Minor version update

Assuming operator-level familiarity with the minor updates, let’s look at individual pieces in more detail.

How update commands work

The following subsections describe the individual update commands:

You might also find it helpful to consult this high-level diagram as you read:

Minor update workflow diagram

openstack overcloud update prepare

The update prepare command performs a Heat stack update, mapping some resources to OS::Heat::None in order to prevent the usual deployment config management tasks being performed (running Puppet, starting containers, running external installers like ceph-ansible). See the update prepare environment file.

The purpose of this stack update is to regenerate fresh outputs of the Heat stack. These outputs contain Ansible playbooks and task lists which are then used in the later in the update run phase.

openstack overcloud update run

The update run command utilizes the previously generated Heat stack outputs. It downloads the playbook yamls and their included task list yaml via the config-download mechanisms, and executes the update steps playbook.

The command accepts --nodes or --roles argument to limit which nodes will be targeted during a particular update run execution. Even if the limit matches multiple nodes (e.g. all nodes within one role), the play is executed with serial: 1, meaning that all actions are finished on one node before starting the update on another.

The play first executes update_steps_tasks.yaml which are tasks collected from the update_tasks entry in composable services.

After the update tasks are finished, deployment workflow is performed on the node being updated. That means reusing host_prep_tasks.yaml and common_deploy_steps_tasks.yaml, which are executed like on a fresh deployment, except during minor update they’re within a play with the aforementioned serial: 1 limiting.

Finally, post_update_tasks are executed. They are utilized by services which need to perform something after deployment workflow during the minor update. The update of the node is complete and the Ansible play continues to update another node.

openstack overcloud external-update run

The external-update run command is used to update the services whose deployment (and update) procedure is not tied to execution on particular overcloud nodes. The deployment/update procedures are thus executed from the undercloud, even though a full overcloud inventory is available for use.

The external update playbook first executes external_update_tasks and then external_deploy_tasks. The execution happens within the same Ansible play, so facts from external_update_tasks are carried over to external_deploy_tasks. This is a mechanism which will allow you to amend what your deploy tasks do based on whether an update is being run or not.

Often it’s not desirable to run the tasks for all services at the same time, so external-update run supports --tags argument to limit which tasks are run.
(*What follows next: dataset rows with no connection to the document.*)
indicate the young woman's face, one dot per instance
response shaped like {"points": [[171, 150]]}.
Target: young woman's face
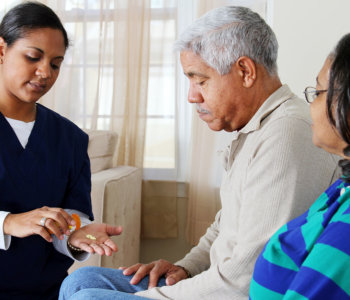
{"points": [[30, 66], [325, 135]]}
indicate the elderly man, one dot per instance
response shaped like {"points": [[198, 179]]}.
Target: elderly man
{"points": [[272, 174]]}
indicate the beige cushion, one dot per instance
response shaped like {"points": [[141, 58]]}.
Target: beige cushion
{"points": [[102, 144]]}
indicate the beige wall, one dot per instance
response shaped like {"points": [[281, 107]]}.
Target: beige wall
{"points": [[170, 249], [307, 30]]}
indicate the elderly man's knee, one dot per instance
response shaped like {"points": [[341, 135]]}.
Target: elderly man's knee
{"points": [[80, 279]]}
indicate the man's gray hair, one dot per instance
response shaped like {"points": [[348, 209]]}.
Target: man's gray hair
{"points": [[226, 33]]}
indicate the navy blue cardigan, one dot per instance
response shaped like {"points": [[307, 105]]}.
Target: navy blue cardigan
{"points": [[53, 170]]}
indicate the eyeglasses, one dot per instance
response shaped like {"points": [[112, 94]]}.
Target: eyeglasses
{"points": [[311, 93]]}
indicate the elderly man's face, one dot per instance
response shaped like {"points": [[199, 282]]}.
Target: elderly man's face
{"points": [[221, 100]]}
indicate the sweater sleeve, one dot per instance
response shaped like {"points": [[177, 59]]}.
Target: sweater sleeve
{"points": [[325, 273], [198, 259], [279, 185]]}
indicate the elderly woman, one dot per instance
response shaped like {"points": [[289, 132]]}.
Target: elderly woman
{"points": [[309, 257]]}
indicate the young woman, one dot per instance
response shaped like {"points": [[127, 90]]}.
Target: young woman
{"points": [[44, 166], [309, 257]]}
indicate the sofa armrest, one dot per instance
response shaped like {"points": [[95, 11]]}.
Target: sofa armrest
{"points": [[116, 200]]}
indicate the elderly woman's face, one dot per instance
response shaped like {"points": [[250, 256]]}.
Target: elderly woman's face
{"points": [[325, 135]]}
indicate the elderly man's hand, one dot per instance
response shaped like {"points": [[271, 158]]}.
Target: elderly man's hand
{"points": [[156, 269]]}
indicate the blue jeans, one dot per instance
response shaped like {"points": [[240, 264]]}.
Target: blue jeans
{"points": [[101, 283]]}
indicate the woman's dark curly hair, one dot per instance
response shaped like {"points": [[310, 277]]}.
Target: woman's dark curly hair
{"points": [[28, 16], [338, 97]]}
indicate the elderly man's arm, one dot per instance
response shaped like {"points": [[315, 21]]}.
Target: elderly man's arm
{"points": [[284, 176]]}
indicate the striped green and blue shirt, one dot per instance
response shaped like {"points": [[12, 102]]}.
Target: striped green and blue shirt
{"points": [[309, 257]]}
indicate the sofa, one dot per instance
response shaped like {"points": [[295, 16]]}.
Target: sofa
{"points": [[116, 200]]}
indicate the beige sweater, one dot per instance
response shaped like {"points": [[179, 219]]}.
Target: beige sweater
{"points": [[273, 173]]}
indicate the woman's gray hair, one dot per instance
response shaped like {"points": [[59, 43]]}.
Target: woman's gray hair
{"points": [[226, 33]]}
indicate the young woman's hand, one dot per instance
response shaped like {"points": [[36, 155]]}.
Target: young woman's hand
{"points": [[43, 221], [95, 238]]}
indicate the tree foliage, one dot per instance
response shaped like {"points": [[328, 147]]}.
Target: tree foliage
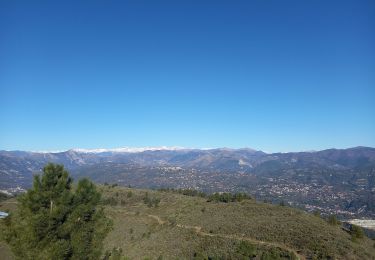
{"points": [[55, 221]]}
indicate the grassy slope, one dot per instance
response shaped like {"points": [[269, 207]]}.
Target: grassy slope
{"points": [[182, 226]]}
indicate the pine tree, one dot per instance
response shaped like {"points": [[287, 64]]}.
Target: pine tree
{"points": [[55, 221]]}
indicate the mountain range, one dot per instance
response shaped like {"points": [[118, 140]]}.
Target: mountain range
{"points": [[339, 181]]}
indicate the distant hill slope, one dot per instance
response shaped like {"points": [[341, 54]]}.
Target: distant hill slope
{"points": [[334, 181], [163, 225]]}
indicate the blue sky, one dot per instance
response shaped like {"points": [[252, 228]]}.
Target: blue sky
{"points": [[271, 75]]}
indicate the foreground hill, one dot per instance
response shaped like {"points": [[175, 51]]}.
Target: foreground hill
{"points": [[166, 225]]}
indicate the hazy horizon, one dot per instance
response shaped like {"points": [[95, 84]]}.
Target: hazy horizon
{"points": [[274, 76]]}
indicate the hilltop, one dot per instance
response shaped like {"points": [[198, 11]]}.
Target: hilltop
{"points": [[167, 225]]}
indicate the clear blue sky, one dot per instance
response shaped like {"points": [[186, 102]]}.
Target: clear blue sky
{"points": [[271, 75]]}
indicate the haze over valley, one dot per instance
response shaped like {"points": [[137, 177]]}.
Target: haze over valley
{"points": [[333, 181]]}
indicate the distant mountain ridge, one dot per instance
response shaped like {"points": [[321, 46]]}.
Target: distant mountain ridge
{"points": [[334, 177]]}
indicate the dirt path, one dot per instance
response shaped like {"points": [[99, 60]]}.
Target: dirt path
{"points": [[199, 231]]}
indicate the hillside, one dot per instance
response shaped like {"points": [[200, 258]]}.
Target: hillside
{"points": [[165, 225]]}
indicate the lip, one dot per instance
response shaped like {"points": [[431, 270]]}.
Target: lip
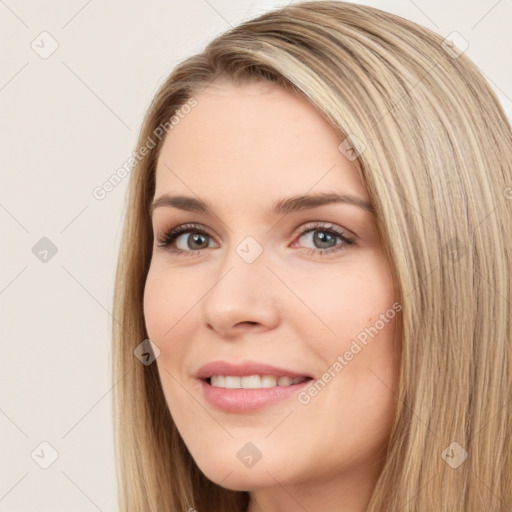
{"points": [[246, 400], [244, 369]]}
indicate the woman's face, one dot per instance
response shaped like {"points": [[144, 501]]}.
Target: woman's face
{"points": [[292, 284]]}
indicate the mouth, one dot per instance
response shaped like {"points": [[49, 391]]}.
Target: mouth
{"points": [[254, 381], [248, 386]]}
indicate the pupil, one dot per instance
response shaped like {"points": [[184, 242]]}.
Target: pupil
{"points": [[322, 237], [196, 238]]}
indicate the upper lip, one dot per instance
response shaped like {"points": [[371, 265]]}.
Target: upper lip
{"points": [[244, 369]]}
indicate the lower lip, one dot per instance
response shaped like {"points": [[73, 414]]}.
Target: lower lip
{"points": [[244, 400]]}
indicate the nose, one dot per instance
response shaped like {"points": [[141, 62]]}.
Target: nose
{"points": [[242, 297]]}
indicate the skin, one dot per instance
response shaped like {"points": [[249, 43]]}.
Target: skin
{"points": [[241, 148]]}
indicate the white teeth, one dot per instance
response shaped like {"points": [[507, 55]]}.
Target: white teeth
{"points": [[253, 381]]}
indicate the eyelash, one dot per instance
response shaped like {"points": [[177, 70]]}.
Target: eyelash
{"points": [[170, 236]]}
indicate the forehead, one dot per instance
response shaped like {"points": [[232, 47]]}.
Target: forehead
{"points": [[251, 140]]}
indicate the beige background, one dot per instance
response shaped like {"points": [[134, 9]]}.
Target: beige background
{"points": [[69, 121]]}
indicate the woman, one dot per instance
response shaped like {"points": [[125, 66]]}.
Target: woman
{"points": [[339, 339]]}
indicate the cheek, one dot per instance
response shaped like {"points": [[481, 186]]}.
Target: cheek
{"points": [[165, 303]]}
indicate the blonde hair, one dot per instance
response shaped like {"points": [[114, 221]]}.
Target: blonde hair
{"points": [[436, 157]]}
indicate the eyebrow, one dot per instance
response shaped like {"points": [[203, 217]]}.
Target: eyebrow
{"points": [[281, 206]]}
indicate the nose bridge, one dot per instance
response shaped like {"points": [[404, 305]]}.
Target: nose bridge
{"points": [[243, 291]]}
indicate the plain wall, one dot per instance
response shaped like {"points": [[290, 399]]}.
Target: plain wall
{"points": [[69, 121]]}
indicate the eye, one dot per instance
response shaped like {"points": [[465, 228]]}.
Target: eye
{"points": [[325, 236], [317, 233], [193, 244]]}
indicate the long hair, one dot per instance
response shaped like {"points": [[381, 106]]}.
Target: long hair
{"points": [[434, 149]]}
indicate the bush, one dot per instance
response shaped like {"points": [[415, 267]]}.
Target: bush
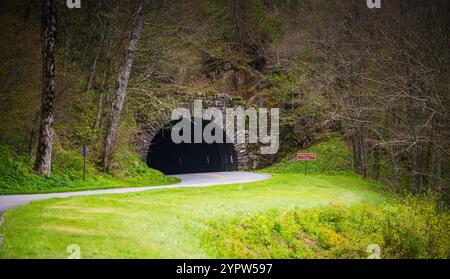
{"points": [[415, 228], [333, 157]]}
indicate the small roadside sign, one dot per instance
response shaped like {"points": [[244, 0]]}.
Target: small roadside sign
{"points": [[306, 157]]}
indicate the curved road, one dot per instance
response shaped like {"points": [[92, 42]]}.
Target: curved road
{"points": [[188, 180]]}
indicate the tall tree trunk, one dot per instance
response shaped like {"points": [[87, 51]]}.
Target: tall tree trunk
{"points": [[122, 82], [48, 29]]}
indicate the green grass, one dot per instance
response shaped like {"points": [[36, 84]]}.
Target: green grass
{"points": [[417, 227], [166, 223], [16, 176], [333, 157], [332, 215]]}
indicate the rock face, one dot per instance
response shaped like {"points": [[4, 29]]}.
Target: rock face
{"points": [[242, 82]]}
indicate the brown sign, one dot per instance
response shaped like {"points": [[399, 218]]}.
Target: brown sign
{"points": [[306, 156], [85, 150]]}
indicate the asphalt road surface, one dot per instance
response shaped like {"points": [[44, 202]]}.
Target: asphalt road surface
{"points": [[188, 180]]}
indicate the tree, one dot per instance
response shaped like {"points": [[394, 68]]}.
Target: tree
{"points": [[122, 83], [48, 33]]}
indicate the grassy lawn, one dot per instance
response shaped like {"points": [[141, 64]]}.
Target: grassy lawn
{"points": [[168, 223]]}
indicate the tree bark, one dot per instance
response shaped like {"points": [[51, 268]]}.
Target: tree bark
{"points": [[48, 33], [122, 82]]}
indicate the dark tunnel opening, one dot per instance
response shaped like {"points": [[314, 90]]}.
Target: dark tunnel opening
{"points": [[172, 158]]}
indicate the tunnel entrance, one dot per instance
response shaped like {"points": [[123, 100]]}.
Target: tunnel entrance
{"points": [[171, 158]]}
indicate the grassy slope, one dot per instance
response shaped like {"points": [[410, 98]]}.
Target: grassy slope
{"points": [[163, 223]]}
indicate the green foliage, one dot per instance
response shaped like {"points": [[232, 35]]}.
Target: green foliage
{"points": [[333, 156], [16, 174], [414, 228]]}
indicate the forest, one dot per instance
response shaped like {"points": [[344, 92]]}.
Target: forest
{"points": [[365, 89]]}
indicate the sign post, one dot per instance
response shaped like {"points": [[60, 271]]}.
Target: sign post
{"points": [[84, 154], [306, 157]]}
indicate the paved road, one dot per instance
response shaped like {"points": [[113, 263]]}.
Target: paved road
{"points": [[188, 180]]}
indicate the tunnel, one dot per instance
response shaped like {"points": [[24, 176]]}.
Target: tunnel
{"points": [[172, 158]]}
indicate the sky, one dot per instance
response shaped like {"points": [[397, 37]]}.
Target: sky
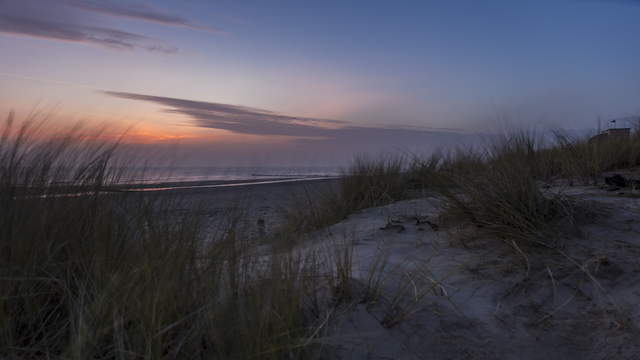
{"points": [[315, 82]]}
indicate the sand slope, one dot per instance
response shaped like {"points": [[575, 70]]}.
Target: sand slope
{"points": [[449, 293]]}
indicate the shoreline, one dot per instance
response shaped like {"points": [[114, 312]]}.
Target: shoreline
{"points": [[201, 184]]}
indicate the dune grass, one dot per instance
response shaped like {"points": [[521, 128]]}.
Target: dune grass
{"points": [[89, 273], [108, 275]]}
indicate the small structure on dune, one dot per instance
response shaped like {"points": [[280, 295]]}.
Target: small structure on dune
{"points": [[611, 134]]}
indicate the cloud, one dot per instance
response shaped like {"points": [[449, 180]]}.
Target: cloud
{"points": [[138, 11], [252, 121], [110, 38]]}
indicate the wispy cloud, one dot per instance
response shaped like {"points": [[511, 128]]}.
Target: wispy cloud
{"points": [[67, 20], [248, 120], [110, 38], [138, 11]]}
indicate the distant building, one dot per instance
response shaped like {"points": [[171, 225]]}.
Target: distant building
{"points": [[612, 134]]}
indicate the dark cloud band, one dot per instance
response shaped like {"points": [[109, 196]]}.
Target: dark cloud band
{"points": [[248, 120]]}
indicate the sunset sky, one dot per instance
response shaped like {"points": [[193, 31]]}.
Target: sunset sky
{"points": [[316, 81]]}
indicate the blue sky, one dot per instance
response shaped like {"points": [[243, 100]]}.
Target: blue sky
{"points": [[413, 66]]}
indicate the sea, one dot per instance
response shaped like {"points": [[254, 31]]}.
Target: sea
{"points": [[165, 178]]}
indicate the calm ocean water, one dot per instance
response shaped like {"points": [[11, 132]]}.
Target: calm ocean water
{"points": [[232, 173]]}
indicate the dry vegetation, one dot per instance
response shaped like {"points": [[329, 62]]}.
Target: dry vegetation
{"points": [[111, 276], [116, 276]]}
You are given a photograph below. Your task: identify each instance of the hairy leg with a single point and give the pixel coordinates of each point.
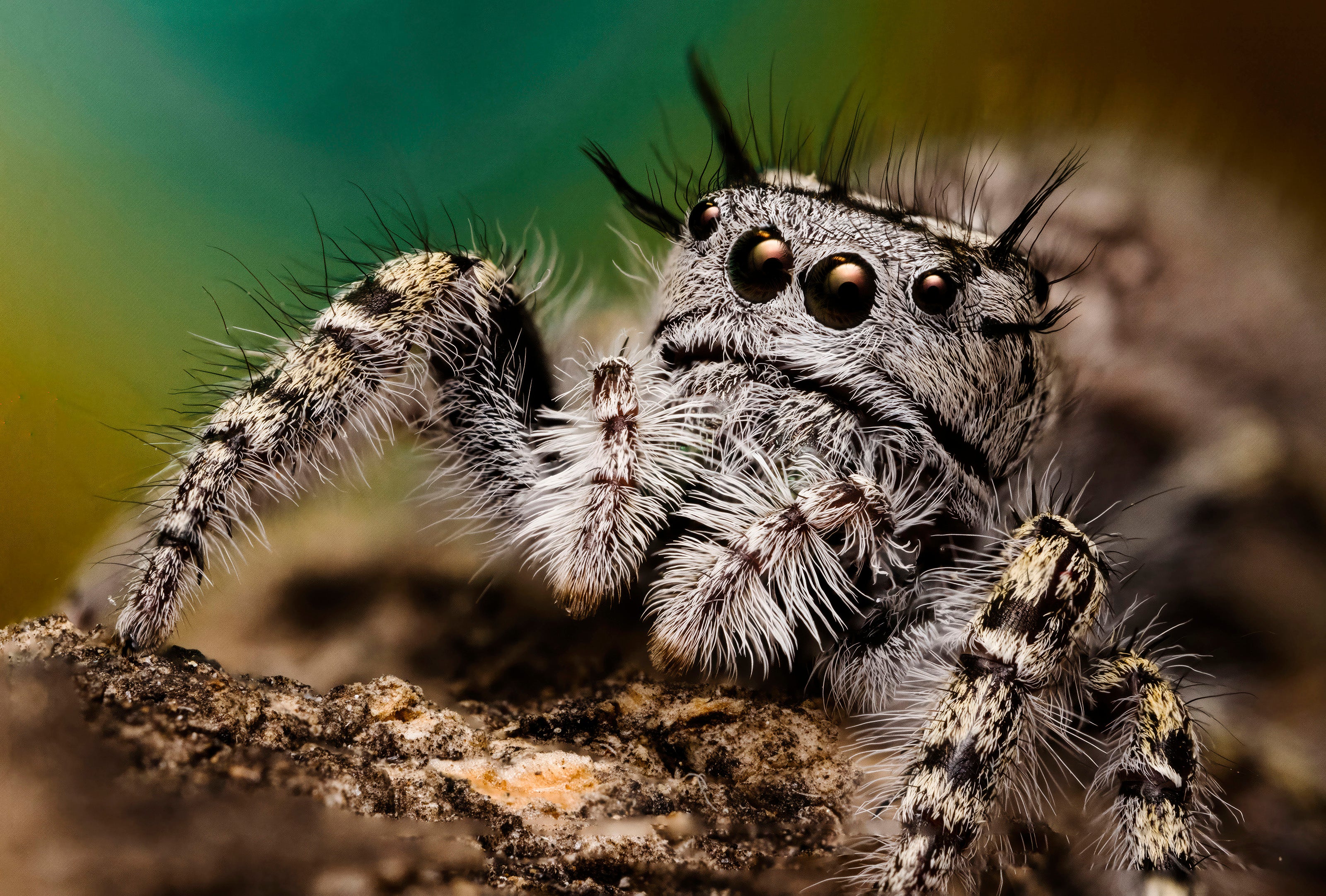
(775, 561)
(1021, 641)
(353, 370)
(1154, 767)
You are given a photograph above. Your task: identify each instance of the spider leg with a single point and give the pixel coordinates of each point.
(769, 565)
(1031, 626)
(621, 459)
(351, 372)
(1154, 767)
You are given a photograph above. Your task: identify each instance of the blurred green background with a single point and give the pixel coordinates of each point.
(138, 137)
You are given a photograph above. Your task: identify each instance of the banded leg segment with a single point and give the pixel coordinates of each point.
(771, 568)
(1023, 637)
(346, 373)
(1154, 767)
(624, 458)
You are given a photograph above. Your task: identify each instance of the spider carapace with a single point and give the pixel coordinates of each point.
(832, 373)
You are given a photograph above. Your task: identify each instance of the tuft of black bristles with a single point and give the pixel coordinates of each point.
(738, 169)
(648, 210)
(1007, 242)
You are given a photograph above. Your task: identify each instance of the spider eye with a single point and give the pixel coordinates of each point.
(760, 266)
(704, 219)
(841, 291)
(1040, 287)
(934, 292)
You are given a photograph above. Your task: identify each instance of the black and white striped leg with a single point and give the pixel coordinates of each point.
(358, 368)
(1154, 768)
(769, 565)
(1026, 634)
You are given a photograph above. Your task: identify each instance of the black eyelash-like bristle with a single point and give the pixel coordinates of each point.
(648, 210)
(1007, 242)
(738, 167)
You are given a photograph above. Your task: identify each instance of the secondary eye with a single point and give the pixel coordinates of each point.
(704, 219)
(934, 292)
(841, 291)
(760, 266)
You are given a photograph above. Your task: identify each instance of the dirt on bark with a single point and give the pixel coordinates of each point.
(202, 781)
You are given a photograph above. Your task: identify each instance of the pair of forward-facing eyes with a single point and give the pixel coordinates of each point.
(840, 288)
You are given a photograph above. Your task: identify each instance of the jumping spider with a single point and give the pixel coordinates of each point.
(835, 381)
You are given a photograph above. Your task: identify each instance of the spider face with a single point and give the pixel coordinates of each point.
(910, 325)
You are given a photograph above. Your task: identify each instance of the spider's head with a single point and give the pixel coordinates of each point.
(918, 325)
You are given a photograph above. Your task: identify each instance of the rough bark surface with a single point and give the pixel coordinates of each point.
(630, 787)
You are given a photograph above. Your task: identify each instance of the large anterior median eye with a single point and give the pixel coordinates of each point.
(760, 266)
(934, 292)
(841, 291)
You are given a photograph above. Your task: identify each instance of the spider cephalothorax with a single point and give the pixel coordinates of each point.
(832, 372)
(909, 327)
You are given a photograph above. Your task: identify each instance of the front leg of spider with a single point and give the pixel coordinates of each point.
(1154, 768)
(1020, 643)
(363, 365)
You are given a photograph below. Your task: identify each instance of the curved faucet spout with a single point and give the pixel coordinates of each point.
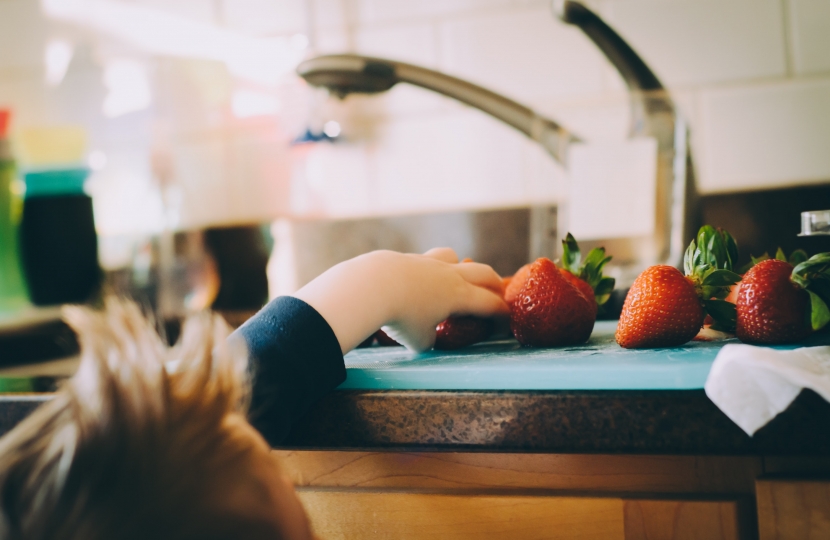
(346, 74)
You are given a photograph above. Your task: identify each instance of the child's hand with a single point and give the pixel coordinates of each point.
(407, 294)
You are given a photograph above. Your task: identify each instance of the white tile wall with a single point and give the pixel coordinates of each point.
(752, 76)
(694, 42)
(196, 10)
(810, 23)
(413, 43)
(524, 54)
(23, 33)
(269, 17)
(766, 136)
(384, 11)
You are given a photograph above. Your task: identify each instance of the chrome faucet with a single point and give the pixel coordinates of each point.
(653, 114)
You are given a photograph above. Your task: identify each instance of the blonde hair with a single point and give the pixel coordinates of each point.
(136, 444)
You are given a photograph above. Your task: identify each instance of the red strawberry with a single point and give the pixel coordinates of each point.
(771, 308)
(384, 340)
(662, 309)
(550, 311)
(462, 331)
(513, 287)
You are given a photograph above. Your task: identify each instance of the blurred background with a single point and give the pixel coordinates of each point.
(208, 156)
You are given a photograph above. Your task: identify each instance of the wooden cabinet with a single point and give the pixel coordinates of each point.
(402, 495)
(791, 508)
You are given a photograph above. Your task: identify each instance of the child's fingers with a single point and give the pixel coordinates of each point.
(483, 303)
(482, 275)
(446, 255)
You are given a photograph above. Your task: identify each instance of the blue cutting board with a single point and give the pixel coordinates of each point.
(599, 364)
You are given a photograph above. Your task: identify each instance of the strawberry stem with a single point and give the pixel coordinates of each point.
(813, 275)
(588, 270)
(709, 262)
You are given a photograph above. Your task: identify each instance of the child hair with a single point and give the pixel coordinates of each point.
(140, 443)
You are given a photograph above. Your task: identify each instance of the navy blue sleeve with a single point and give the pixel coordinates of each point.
(295, 360)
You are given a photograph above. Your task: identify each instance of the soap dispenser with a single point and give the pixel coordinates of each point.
(59, 247)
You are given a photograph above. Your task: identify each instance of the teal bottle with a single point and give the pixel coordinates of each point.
(13, 293)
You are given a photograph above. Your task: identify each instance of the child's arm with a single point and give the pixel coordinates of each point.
(296, 344)
(408, 294)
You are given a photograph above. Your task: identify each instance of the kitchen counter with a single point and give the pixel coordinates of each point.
(620, 457)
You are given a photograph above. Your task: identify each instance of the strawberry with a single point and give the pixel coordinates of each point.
(665, 308)
(779, 303)
(662, 309)
(586, 290)
(586, 274)
(513, 287)
(384, 340)
(461, 331)
(549, 310)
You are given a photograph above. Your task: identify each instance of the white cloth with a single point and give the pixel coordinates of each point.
(751, 385)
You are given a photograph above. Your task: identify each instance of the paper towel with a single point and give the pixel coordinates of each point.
(751, 385)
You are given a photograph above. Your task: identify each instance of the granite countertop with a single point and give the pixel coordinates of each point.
(624, 421)
(389, 403)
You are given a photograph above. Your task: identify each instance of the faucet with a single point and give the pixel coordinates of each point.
(653, 114)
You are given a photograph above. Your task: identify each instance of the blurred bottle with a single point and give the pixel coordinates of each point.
(58, 244)
(13, 294)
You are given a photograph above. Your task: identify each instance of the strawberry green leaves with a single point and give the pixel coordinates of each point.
(796, 257)
(708, 262)
(814, 276)
(589, 270)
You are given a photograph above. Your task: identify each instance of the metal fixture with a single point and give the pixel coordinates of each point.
(345, 74)
(815, 223)
(653, 115)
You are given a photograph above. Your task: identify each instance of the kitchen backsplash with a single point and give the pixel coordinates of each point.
(752, 77)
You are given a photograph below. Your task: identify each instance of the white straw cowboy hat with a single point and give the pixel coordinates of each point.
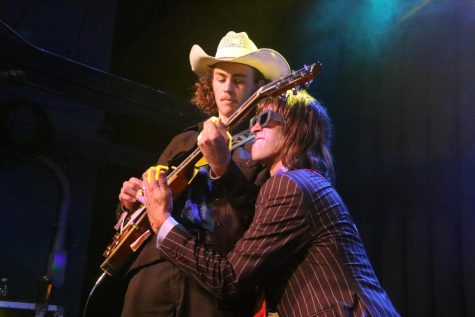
(238, 48)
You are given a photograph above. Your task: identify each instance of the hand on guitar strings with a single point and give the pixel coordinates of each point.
(214, 142)
(158, 198)
(130, 194)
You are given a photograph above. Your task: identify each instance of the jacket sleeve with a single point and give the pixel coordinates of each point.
(278, 232)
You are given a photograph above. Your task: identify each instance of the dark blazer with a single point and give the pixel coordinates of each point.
(302, 245)
(156, 287)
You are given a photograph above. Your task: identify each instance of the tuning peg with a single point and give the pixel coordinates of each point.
(307, 84)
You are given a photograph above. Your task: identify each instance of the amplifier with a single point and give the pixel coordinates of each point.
(25, 309)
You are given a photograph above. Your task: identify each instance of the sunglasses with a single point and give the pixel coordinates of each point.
(265, 117)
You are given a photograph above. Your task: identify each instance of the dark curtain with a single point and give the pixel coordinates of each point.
(404, 115)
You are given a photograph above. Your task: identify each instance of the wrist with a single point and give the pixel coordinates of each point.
(157, 223)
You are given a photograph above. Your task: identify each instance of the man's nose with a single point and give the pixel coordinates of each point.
(228, 86)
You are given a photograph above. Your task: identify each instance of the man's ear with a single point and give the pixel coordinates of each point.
(260, 83)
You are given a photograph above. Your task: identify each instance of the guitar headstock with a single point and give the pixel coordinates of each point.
(304, 75)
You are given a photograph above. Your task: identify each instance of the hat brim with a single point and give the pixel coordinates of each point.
(270, 63)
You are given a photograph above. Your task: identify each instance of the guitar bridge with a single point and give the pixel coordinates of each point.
(140, 240)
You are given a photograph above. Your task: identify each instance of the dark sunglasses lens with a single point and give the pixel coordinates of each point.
(263, 119)
(252, 122)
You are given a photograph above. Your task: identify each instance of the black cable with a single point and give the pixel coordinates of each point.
(99, 281)
(81, 27)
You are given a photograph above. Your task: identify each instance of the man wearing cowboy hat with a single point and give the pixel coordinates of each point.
(219, 205)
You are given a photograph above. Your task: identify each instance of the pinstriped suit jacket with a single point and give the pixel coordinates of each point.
(302, 245)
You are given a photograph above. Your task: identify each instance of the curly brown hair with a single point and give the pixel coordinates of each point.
(203, 95)
(307, 132)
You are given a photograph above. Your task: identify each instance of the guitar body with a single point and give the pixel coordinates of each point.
(137, 230)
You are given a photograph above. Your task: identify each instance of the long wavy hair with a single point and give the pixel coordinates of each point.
(203, 95)
(307, 132)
The mechanisms of external-upgrade and external-update commands and Ansible tasks are the same, but two commands and task hooks are provided because generally in OpenStack we distinguish minor update vs. major upgrade workflows. If your service only has one type of upgrade, you can make the external_update_tasks the same as external_upgrade_tasks by using YAML anchors and references.

openstack overcloud update converge

Note

Update Converge is only required for versions less than Wallaby. Update Converge has been removed for Wallaby and beyond.

The update converge command performs a Heat stack update, reverting the previous OS::Heat::None resource mappings back to the values used for regular deployments and configuration updates, and potentially also resets some parameter values. For environments with Ceph, majority of this already happened on ceph-upgrade run, so the final update converge effectively just resets the CephAnsiblePlaybook parameter.

See the update converge environment file.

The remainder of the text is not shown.